A little bit of everything is not the right approach. Volkswagen, like most other auto makers, suffers from the problem hat it tries to address each and every strategic topic on its own without considering the relationships and interdependence with a paradigm-changing technology. Then, when autonomous vehicle technology enters the market they will find that the original assumptions no longer hold and that very little time remains to catch up and refocus the many different aspects of their business.
It is good that the auto industry is increasing their efforts to think about a radically different future. But they extrapolate forward from today to the next 5, 10, 15 years, and their thinking remains mostly rooted in the classic automobile world with a focus on volume leadership, consumer cars as primary product, traditional branding approaches, etc. However, in the face of transformational change, a different mode of analysis is needed: First the more distant future needs to be conceptualized, a future where autonomous vehicle technology has already matured, the current doubts and questions about viability, legality and acceptance have been overcome, self-driving vehicles are in the market and where laws and regulations have been updated (as we know they will) to allow productive use of the technology.
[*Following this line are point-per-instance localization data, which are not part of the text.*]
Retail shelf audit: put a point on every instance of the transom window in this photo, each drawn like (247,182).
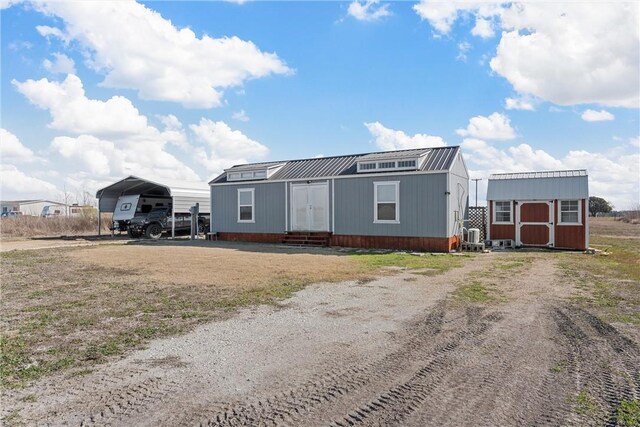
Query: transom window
(502,212)
(386,195)
(407,164)
(246,202)
(569,212)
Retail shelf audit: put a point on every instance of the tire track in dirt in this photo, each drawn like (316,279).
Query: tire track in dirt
(604,366)
(420,361)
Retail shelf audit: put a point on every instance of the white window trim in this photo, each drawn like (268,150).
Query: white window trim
(253,205)
(579,212)
(375,203)
(494,211)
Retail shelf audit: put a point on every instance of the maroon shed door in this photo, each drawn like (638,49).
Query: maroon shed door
(534,224)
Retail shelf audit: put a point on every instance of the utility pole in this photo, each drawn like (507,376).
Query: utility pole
(476,180)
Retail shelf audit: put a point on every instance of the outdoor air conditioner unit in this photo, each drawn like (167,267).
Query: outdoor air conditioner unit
(474,235)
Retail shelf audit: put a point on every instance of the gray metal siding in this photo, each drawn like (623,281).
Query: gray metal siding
(538,188)
(423,206)
(269,211)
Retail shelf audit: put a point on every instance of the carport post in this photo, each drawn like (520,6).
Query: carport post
(173,218)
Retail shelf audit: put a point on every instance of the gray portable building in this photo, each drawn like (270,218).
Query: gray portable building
(545,208)
(408,199)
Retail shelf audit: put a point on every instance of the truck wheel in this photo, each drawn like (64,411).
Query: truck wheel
(154,231)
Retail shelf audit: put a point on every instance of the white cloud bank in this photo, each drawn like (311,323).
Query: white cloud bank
(368,10)
(566,53)
(597,116)
(61,64)
(495,127)
(136,48)
(106,140)
(388,139)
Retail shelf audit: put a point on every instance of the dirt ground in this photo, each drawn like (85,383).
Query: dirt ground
(508,338)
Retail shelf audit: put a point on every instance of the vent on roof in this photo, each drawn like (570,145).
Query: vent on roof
(263,172)
(391,164)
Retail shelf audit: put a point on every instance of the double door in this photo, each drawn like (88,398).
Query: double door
(310,207)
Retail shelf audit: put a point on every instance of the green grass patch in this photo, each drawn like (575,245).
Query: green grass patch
(439,263)
(628,413)
(18,368)
(475,292)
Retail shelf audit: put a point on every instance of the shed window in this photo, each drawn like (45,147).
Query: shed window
(569,212)
(407,164)
(386,165)
(386,195)
(246,205)
(502,212)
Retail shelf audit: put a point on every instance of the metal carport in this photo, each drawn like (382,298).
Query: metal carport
(183,195)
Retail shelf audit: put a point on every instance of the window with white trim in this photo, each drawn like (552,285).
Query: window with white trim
(502,212)
(569,212)
(246,204)
(386,203)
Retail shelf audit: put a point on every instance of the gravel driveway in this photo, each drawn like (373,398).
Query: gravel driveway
(399,350)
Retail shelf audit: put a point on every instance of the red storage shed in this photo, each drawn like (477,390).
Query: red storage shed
(549,209)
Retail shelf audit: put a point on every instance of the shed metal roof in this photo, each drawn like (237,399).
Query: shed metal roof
(394,154)
(545,185)
(437,159)
(540,174)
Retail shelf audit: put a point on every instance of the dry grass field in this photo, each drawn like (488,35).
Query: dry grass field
(66,309)
(525,337)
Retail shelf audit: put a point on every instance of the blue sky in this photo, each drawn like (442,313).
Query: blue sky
(182,90)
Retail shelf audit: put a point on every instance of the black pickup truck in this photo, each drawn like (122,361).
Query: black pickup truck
(159,220)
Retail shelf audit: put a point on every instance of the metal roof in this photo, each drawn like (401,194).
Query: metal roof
(546,185)
(541,174)
(437,159)
(253,166)
(394,154)
(184,193)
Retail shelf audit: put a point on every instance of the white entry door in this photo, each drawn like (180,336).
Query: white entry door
(310,207)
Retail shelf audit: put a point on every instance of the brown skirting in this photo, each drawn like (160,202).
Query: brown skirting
(432,244)
(248,237)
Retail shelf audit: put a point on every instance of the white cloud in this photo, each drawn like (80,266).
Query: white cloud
(597,116)
(226,147)
(613,176)
(495,127)
(12,150)
(240,116)
(442,15)
(149,54)
(570,54)
(61,64)
(518,104)
(390,139)
(72,111)
(111,138)
(565,52)
(15,184)
(483,28)
(368,10)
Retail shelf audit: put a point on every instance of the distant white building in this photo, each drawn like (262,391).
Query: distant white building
(33,207)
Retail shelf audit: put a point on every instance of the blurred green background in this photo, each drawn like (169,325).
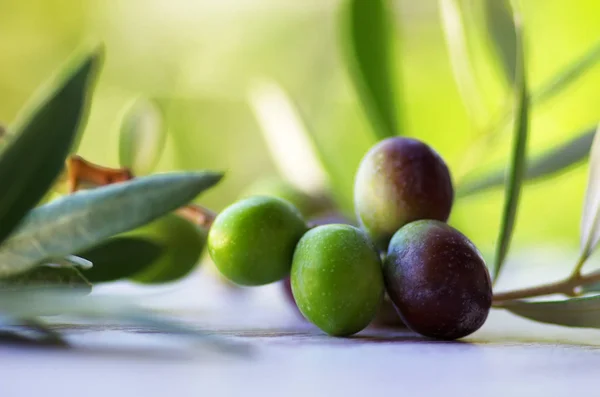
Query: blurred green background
(201,57)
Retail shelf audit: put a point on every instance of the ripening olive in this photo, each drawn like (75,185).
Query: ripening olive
(398,181)
(336,278)
(252,241)
(438,280)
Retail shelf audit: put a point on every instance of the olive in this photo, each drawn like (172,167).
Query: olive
(437,280)
(336,279)
(252,241)
(398,181)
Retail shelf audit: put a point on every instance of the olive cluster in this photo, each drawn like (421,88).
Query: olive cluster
(339,274)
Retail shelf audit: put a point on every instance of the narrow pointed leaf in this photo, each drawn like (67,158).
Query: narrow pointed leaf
(575,312)
(517,163)
(590,219)
(35,157)
(44,276)
(544,165)
(142,137)
(80,221)
(34,302)
(120,257)
(452,13)
(367,42)
(501,30)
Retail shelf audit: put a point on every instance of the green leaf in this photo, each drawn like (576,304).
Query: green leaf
(120,257)
(142,138)
(590,219)
(79,221)
(32,161)
(501,30)
(367,43)
(567,76)
(453,14)
(45,275)
(546,164)
(182,242)
(574,312)
(31,303)
(517,162)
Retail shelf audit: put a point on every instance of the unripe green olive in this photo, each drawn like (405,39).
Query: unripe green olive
(400,180)
(336,279)
(252,241)
(438,280)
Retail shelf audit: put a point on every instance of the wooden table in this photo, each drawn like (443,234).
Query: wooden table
(509,356)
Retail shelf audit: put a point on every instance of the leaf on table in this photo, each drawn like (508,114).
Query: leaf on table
(517,163)
(501,30)
(120,257)
(590,219)
(49,275)
(544,165)
(453,14)
(290,144)
(35,302)
(574,312)
(368,38)
(560,81)
(142,136)
(81,220)
(35,157)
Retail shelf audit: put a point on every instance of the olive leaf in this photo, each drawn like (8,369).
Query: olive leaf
(546,164)
(367,43)
(590,219)
(501,30)
(79,221)
(290,144)
(142,136)
(30,303)
(574,312)
(33,159)
(453,14)
(120,257)
(47,275)
(517,163)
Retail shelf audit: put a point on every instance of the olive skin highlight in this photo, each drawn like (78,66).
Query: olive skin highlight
(438,281)
(336,278)
(252,241)
(398,181)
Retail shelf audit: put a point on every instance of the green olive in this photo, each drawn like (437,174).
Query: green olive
(252,241)
(337,279)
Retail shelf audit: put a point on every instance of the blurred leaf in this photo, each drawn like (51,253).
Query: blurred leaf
(79,221)
(285,133)
(120,257)
(142,138)
(31,303)
(501,29)
(575,312)
(517,163)
(43,276)
(368,41)
(452,13)
(551,162)
(567,76)
(182,245)
(32,161)
(590,219)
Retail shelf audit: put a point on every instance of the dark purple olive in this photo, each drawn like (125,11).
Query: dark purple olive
(400,180)
(438,280)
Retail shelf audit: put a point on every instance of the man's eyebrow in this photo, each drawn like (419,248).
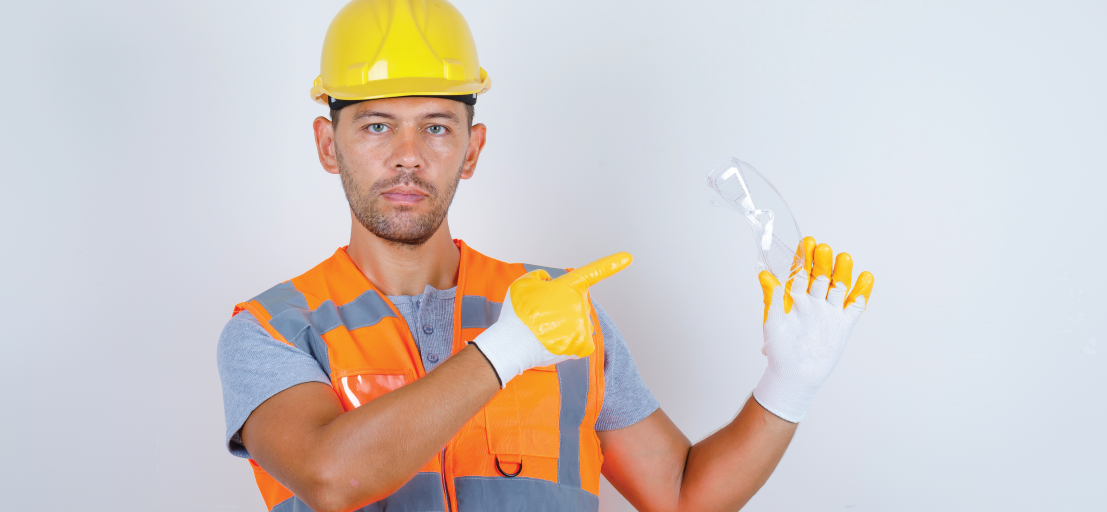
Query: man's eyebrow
(443,115)
(364,114)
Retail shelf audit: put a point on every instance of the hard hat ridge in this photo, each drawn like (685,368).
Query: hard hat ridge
(376,49)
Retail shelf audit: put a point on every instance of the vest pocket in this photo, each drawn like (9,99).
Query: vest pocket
(358,387)
(521,420)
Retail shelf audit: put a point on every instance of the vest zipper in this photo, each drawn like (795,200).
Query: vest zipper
(445,487)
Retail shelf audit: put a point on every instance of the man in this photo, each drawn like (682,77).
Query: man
(409,372)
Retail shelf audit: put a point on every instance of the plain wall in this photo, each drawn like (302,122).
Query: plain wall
(158,167)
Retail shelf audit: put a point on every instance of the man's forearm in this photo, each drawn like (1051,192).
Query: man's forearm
(369,452)
(727,468)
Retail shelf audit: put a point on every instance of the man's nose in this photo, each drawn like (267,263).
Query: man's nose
(409,152)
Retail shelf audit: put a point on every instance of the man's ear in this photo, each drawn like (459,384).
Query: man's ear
(477,138)
(324,144)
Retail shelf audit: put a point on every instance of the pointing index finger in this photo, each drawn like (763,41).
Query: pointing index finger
(596,271)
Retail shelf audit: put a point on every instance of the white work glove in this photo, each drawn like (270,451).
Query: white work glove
(806,331)
(546,321)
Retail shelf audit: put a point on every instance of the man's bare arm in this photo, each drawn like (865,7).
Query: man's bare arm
(340,461)
(658,469)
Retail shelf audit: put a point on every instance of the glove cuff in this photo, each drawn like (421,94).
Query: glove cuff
(787,398)
(505,347)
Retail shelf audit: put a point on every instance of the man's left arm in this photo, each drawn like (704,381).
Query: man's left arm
(655,468)
(658,469)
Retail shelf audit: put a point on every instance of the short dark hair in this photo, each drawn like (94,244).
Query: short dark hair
(469,112)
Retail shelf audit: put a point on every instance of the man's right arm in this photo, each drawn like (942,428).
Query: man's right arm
(335,460)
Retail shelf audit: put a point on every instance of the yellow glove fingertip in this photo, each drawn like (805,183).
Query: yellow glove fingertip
(864,288)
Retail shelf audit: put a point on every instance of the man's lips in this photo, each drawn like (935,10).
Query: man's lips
(404,195)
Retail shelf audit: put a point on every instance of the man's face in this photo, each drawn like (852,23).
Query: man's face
(400,160)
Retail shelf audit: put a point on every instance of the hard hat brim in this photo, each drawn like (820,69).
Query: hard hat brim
(404,86)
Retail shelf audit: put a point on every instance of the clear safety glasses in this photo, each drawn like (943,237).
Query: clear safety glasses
(776,233)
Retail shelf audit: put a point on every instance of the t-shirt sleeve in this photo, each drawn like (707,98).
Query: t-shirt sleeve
(626,398)
(255,366)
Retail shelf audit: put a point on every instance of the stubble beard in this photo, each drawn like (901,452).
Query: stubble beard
(402,226)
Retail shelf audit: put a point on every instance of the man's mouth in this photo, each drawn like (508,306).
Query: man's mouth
(404,195)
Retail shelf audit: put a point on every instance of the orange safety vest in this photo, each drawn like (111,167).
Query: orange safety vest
(533,447)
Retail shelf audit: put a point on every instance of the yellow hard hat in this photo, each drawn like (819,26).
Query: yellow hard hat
(378,49)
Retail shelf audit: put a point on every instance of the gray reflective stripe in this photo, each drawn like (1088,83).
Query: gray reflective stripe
(572,379)
(504,494)
(479,312)
(422,493)
(292,504)
(281,298)
(369,309)
(304,328)
(554,272)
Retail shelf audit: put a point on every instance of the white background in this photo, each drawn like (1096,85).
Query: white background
(158,167)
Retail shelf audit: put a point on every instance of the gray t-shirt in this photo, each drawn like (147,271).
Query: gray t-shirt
(255,366)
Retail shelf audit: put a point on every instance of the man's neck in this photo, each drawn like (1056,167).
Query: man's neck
(405,270)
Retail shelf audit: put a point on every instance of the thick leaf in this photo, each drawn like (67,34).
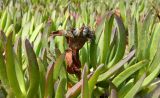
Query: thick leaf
(3,74)
(113,92)
(35,32)
(113,69)
(57,66)
(75,90)
(10,68)
(85,89)
(123,91)
(151,77)
(121,41)
(133,91)
(106,36)
(33,70)
(128,72)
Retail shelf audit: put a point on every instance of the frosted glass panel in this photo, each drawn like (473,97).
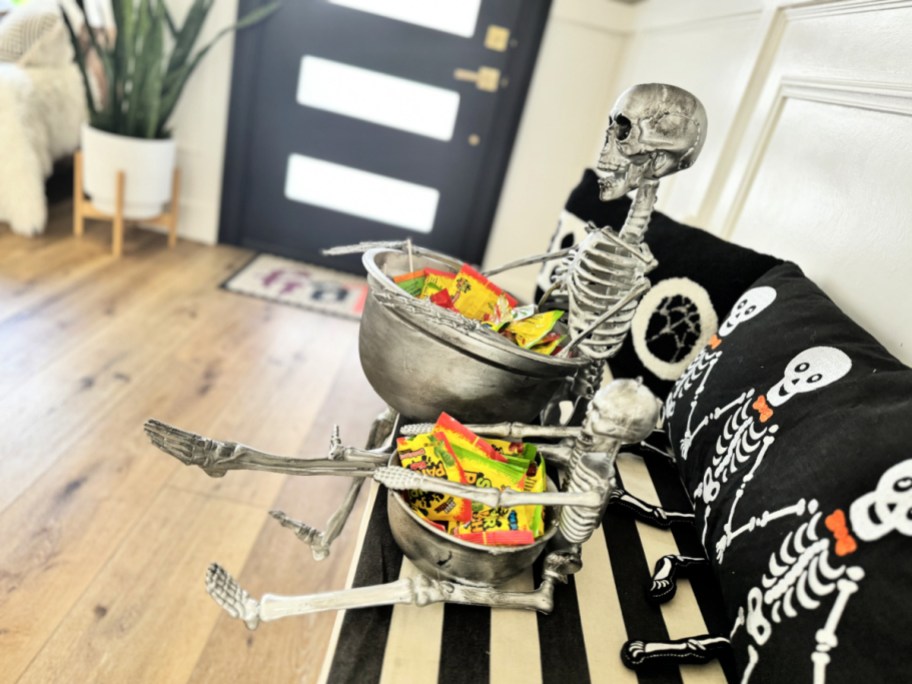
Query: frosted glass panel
(359,193)
(377,97)
(453,16)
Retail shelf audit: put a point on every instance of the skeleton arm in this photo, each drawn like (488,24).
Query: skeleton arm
(216,458)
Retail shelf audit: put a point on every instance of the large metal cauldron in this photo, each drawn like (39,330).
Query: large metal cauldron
(422,359)
(442,556)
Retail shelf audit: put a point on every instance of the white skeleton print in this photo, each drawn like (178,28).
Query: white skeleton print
(804,570)
(751,303)
(747,434)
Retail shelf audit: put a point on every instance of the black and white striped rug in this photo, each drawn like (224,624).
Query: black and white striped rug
(595,613)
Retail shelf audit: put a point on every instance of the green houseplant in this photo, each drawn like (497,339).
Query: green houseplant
(145,63)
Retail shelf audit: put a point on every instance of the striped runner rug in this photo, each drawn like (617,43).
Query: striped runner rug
(580,641)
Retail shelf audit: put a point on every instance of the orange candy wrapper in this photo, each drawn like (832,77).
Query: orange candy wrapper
(474,296)
(453,452)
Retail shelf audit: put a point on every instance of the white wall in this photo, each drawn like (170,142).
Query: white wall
(571,90)
(200,125)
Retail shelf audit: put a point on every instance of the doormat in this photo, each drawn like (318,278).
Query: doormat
(309,287)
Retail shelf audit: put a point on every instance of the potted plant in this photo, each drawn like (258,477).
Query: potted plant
(145,66)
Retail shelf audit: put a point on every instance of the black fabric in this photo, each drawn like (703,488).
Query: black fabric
(781,473)
(677,317)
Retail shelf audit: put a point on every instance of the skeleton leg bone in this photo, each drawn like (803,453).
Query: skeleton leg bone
(646,512)
(420,591)
(692,650)
(826,637)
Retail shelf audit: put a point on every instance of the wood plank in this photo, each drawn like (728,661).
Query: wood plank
(279,563)
(146,616)
(80,510)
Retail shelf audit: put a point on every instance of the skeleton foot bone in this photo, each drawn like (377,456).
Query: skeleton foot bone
(692,650)
(420,591)
(667,570)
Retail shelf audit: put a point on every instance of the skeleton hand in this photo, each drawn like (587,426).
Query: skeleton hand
(214,457)
(226,592)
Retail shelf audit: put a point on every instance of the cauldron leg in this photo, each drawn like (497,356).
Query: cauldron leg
(419,591)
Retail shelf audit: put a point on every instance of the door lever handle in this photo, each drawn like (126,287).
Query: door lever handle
(486,78)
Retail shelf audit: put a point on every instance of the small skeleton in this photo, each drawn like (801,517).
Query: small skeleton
(809,566)
(622,412)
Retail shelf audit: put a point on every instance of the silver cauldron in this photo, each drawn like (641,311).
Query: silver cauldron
(422,359)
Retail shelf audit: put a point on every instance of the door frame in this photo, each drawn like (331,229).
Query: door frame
(480,219)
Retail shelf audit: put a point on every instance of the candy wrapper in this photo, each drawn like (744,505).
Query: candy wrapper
(531,331)
(454,452)
(474,296)
(434,282)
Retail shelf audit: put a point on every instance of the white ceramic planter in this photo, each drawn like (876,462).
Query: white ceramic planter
(148,166)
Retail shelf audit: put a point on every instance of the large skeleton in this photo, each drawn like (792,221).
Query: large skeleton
(655,130)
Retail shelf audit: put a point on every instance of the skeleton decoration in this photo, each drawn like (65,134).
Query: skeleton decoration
(811,565)
(622,412)
(655,130)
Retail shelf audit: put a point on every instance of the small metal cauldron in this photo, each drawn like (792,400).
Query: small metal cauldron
(422,359)
(442,556)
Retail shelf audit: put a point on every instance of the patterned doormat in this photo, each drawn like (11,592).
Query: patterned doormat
(309,287)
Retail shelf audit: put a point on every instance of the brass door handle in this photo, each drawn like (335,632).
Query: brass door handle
(486,78)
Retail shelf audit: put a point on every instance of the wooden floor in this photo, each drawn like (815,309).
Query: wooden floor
(104,541)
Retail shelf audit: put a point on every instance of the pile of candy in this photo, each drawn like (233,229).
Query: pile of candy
(453,452)
(474,296)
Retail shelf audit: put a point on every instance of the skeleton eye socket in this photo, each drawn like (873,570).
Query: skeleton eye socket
(624,127)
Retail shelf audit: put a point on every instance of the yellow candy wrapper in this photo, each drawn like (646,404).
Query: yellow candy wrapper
(530,331)
(432,456)
(474,296)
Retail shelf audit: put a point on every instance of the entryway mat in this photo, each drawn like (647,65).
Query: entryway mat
(286,281)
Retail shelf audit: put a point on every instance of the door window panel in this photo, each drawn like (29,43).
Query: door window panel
(377,97)
(453,16)
(360,193)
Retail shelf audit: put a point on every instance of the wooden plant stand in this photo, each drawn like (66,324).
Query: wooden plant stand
(83,209)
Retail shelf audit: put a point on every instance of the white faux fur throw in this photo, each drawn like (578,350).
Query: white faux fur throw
(41,112)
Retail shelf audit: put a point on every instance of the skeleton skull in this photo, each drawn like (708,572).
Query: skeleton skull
(751,303)
(624,410)
(655,130)
(810,370)
(888,508)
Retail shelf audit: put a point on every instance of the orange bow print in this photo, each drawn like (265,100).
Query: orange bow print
(845,542)
(761,407)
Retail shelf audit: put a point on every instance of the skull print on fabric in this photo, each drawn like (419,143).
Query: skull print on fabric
(812,565)
(749,432)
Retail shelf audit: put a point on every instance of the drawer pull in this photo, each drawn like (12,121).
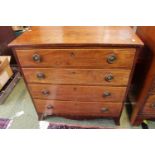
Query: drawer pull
(50,107)
(45,92)
(104,110)
(40,75)
(36,58)
(111,59)
(109,77)
(72,54)
(106,94)
(153,105)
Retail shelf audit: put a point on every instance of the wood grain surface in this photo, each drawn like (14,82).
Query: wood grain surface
(75,92)
(75,108)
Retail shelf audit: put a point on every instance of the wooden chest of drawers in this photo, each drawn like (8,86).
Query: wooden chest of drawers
(78,72)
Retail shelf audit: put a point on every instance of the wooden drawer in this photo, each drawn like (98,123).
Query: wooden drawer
(149,107)
(77,76)
(76,92)
(75,108)
(83,58)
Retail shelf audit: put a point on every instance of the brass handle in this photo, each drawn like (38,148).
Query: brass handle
(153,105)
(72,54)
(104,109)
(40,75)
(45,92)
(36,58)
(106,94)
(111,58)
(109,77)
(49,107)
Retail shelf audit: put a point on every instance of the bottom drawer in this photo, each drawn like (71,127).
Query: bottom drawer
(75,108)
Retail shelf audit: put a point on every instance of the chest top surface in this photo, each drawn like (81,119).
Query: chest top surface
(78,36)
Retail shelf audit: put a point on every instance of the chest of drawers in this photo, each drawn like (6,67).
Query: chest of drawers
(77,72)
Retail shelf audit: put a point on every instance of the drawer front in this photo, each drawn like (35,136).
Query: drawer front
(90,58)
(78,93)
(77,76)
(149,108)
(75,108)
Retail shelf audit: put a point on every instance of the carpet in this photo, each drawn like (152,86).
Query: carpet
(71,126)
(4,123)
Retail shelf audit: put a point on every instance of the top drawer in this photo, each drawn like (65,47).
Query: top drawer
(83,58)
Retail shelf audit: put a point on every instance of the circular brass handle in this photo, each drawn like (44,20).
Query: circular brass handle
(40,75)
(72,54)
(111,58)
(109,77)
(36,58)
(106,94)
(45,92)
(153,105)
(50,106)
(104,109)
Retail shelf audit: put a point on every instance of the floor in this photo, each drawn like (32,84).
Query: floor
(19,107)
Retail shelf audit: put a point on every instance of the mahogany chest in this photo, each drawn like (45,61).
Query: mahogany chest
(78,72)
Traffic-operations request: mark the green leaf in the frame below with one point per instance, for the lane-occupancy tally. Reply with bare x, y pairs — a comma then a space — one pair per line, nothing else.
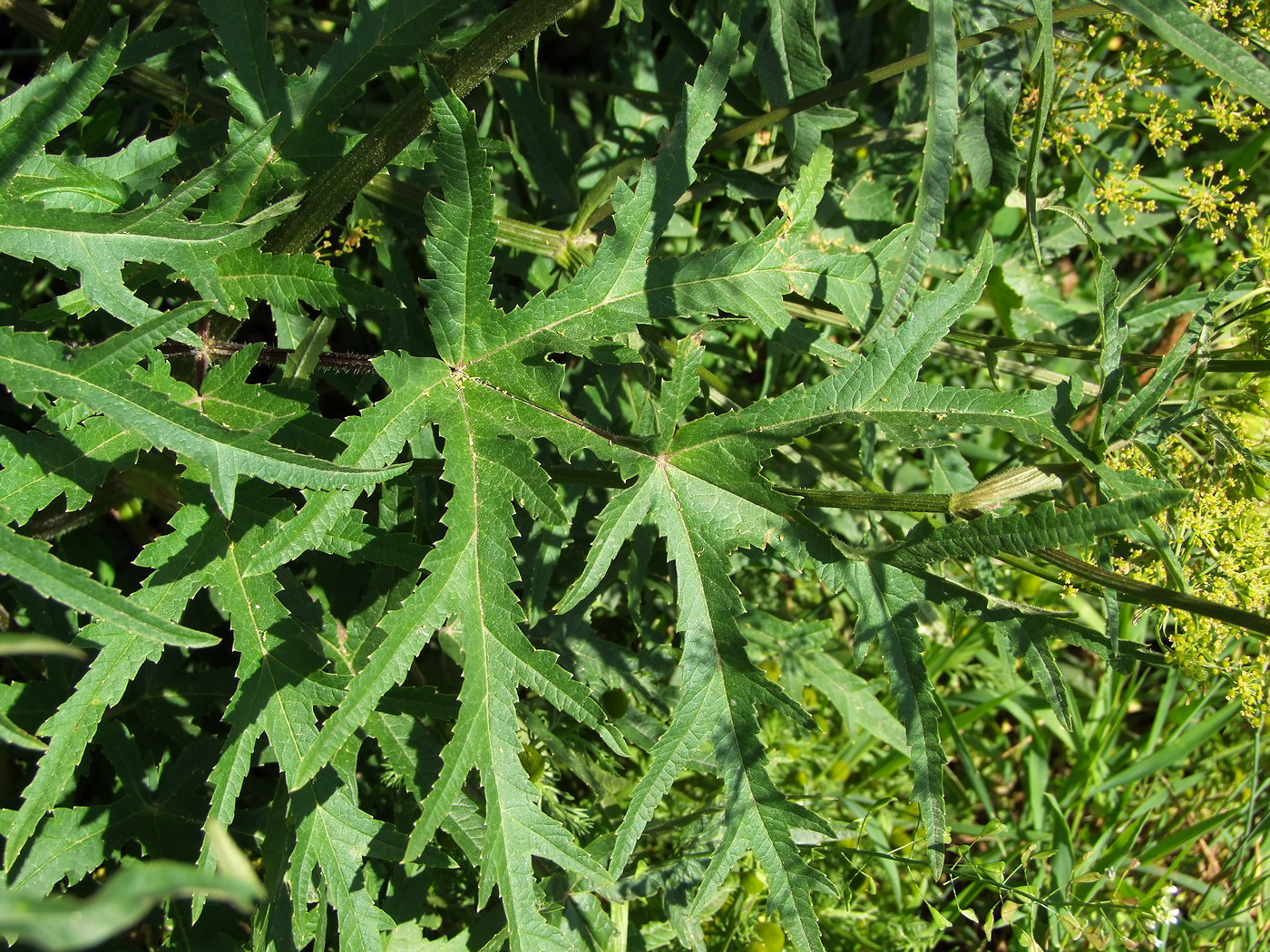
933, 192
65, 924
886, 600
29, 561
1026, 532
99, 244
34, 113
1177, 24
34, 364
The key aspects of this future need to be considered: Mobility service markets (separately for urban and non-urban regions, for local and long distance traffic), consumer segmentation and purchase decisions, impact on road infrastructure, impact on traffic flow (which will be enormous both for urban and for long-distance roads) and fleet management algorithms, truck, bus and autonomous machine markets. For such a future key changes (including the various types of mobility service business models) need to be calculated through in detail, using quantitative models. This analysis must be unencumbered by the current “realities” of the auto market. It must include the scenarios, business models and market dynamics that may entice investors to pour funds into promising opportunities.
After such an analysis, the focus can be turned back from the future to the present and the transition period. Many likely changes will become obvious and the paths and the relationships between the different technologies being considered today will be much clearer. For Volkswagen and all other auto makers it means allocating major resources to autonomous vehicle technology today: make sure that they catch up with the leaders in the space; prepare mobility services for the autonomous fleet scenario rather than as also-run next to all the players already established in this field and make sure that they have electric vehicle models that can be used as backbone of self-driving car fleets. Develop, consider and prioritize business models beyond consumer cars and fleet vehicles/mobility services, for trucks, buses, autonomous machines and beyond. Each of these activities is future-proof and establishes a beachhead in the transition towards autonomous vehicles.
This is not a call to put all eggs into one basket. But auto makers need to take the fundamental changes that will be caused by self-driving car technology seriously and prepare to adapt to these new challenges today by making them a cornerstone of their strategy.